17959958. AUTOMATIC SPEECH RECOGNITION WITH MULTI-FRAME BLANK DECODING USING NEURAL NETWORKS FOR CONVERSATIONAL AI SYSTEMS AND APPLICATIONS simplified abstract (NVIDIA Corporation)
Contents
- 1 AUTOMATIC SPEECH RECOGNITION WITH MULTI-FRAME BLANK DECODING USING NEURAL NETWORKS FOR CONVERSATIONAL AI SYSTEMS AND APPLICATIONS
- 1.1 Organization Name
- 1.2 Inventor(s)
- 1.3 AUTOMATIC SPEECH RECOGNITION WITH MULTI-FRAME BLANK DECODING USING NEURAL NETWORKS FOR CONVERSATIONAL AI SYSTEMS AND APPLICATIONS - A simplified explanation of the abstract
- 1.4 Simplified Explanation
- 1.5 Potential Applications
- 1.6 Problems Solved
- 1.7 Benefits
- 1.8 Potential Commercial Applications
- 1.9 Possible Prior Art
- 1.10 Original Abstract Submitted
AUTOMATIC SPEECH RECOGNITION WITH MULTI-FRAME BLANK DECODING USING NEURAL NETWORKS FOR CONVERSATIONAL AI SYSTEMS AND APPLICATIONS
Organization Name
Inventor(s)
Hainan Xu of Baltimore MD (US)
Boris Ginsburg of Sunnyvale CA (US)
AUTOMATIC SPEECH RECOGNITION WITH MULTI-FRAME BLANK DECODING USING NEURAL NETWORKS FOR CONVERSATIONAL AI SYSTEMS AND APPLICATIONS - A simplified explanation of the abstract
This abstract first appeared for US patent application 17959958 titled 'AUTOMATIC SPEECH RECOGNITION WITH MULTI-FRAME BLANK DECODING USING NEURAL NETWORKS FOR CONVERSATIONAL AI SYSTEMS AND APPLICATIONS
Simplified Explanation
The patent application describes a machine learning system that trains a model to output a multi-frame blank symbol when processing an auditory input.

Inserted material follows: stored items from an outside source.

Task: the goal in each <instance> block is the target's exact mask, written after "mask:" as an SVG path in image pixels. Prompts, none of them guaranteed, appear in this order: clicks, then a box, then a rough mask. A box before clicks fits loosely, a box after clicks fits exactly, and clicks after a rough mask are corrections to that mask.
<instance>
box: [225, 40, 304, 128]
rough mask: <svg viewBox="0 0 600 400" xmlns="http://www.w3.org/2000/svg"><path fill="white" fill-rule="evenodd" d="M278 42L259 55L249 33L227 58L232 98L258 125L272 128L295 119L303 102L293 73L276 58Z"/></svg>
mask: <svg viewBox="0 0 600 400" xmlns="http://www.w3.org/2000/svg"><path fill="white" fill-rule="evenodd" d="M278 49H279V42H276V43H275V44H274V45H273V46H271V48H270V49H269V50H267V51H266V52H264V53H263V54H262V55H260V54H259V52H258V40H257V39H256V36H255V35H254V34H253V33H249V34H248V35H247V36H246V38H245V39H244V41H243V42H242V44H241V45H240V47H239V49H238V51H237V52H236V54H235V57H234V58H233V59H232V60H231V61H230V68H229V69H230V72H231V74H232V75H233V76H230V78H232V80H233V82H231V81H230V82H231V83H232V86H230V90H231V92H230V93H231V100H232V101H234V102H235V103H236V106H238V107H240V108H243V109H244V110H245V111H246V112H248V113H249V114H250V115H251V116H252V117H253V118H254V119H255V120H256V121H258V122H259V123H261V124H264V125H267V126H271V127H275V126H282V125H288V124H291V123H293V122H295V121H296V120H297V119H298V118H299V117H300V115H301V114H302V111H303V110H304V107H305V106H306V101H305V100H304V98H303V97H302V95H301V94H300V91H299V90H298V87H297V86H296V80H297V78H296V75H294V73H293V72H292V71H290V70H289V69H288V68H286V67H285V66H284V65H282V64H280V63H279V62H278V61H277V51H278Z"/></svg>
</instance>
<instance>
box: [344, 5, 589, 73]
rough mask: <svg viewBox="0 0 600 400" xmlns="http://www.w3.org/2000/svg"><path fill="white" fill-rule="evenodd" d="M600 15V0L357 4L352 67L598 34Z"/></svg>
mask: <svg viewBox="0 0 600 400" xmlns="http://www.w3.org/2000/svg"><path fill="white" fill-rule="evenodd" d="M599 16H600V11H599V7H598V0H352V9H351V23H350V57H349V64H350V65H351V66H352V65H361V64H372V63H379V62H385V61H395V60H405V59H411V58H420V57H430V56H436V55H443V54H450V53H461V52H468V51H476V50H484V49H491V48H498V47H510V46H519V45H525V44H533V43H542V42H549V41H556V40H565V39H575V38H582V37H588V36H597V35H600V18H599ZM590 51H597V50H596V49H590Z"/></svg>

This allows the model to skip less valuable audio frames and process the input more quickly and accurately.
- The system generates paths through a probability lattice, some of which include a multi-frame blank symbol that skips at least one frame associated with the lattice.
- The inclusion of the multi-frame blank symbol increases the total number of potential paths through the lattice, improving the model's processing efficiency.
- When the model outputs a multi-frame blank symbol, one or more frames of the auditory input may be omitted from processing.
Potential Applications
This technology could be applied in speech recognition systems, audio processing applications, and any other machine learning tasks involving auditory inputs.
Problems Solved
This innovation helps improve the efficiency and accuracy of machine learning models when processing audio data by allowing them to skip less valuable frames.
Benefits
The use of multi-frame blank symbols can lead to faster processing times, more accurate results, and better utilization of computational resources.
Potential Commercial Applications
This technology could be valuable in industries such as speech recognition software, audio transcription services, and automated audio analysis tools.
Possible Prior Art
One potential prior art could be the use of blank symbols in sequence modeling tasks to improve efficiency and accuracy.
Unanswered Questions
How does this technology compare to existing methods for processing audio data in machine learning models?
This article does not provide a direct comparison to existing methods for processing audio data.
What are the potential limitations or drawbacks of using multi-frame blank symbols in machine learning models for audio processing?
The article does not address any potential limitations or drawbacks of using multi-frame blank symbols in machine learning models.
Original Abstract Submitted
Systems and methods provide for a machine learning system to train a machine learning model to output a multi-frame blank symbol when processing an auditory input. For example, as the system generates paths through a probability lattice, one or more paths include a multi-frame blank that skips at least one frame associated with the probability lattice. The inclusion of the multi-frame blank symbol may increase a total number of potential paths through the probability lattice, and may allow the machine learning model to more quickly and accurately process audio frames, while disregarding audio frames of less value. In deployment, when an output of the machine learning model indicates a multi-frame blank symbol or token, one or more frames of the auditory input may be omitted from processing.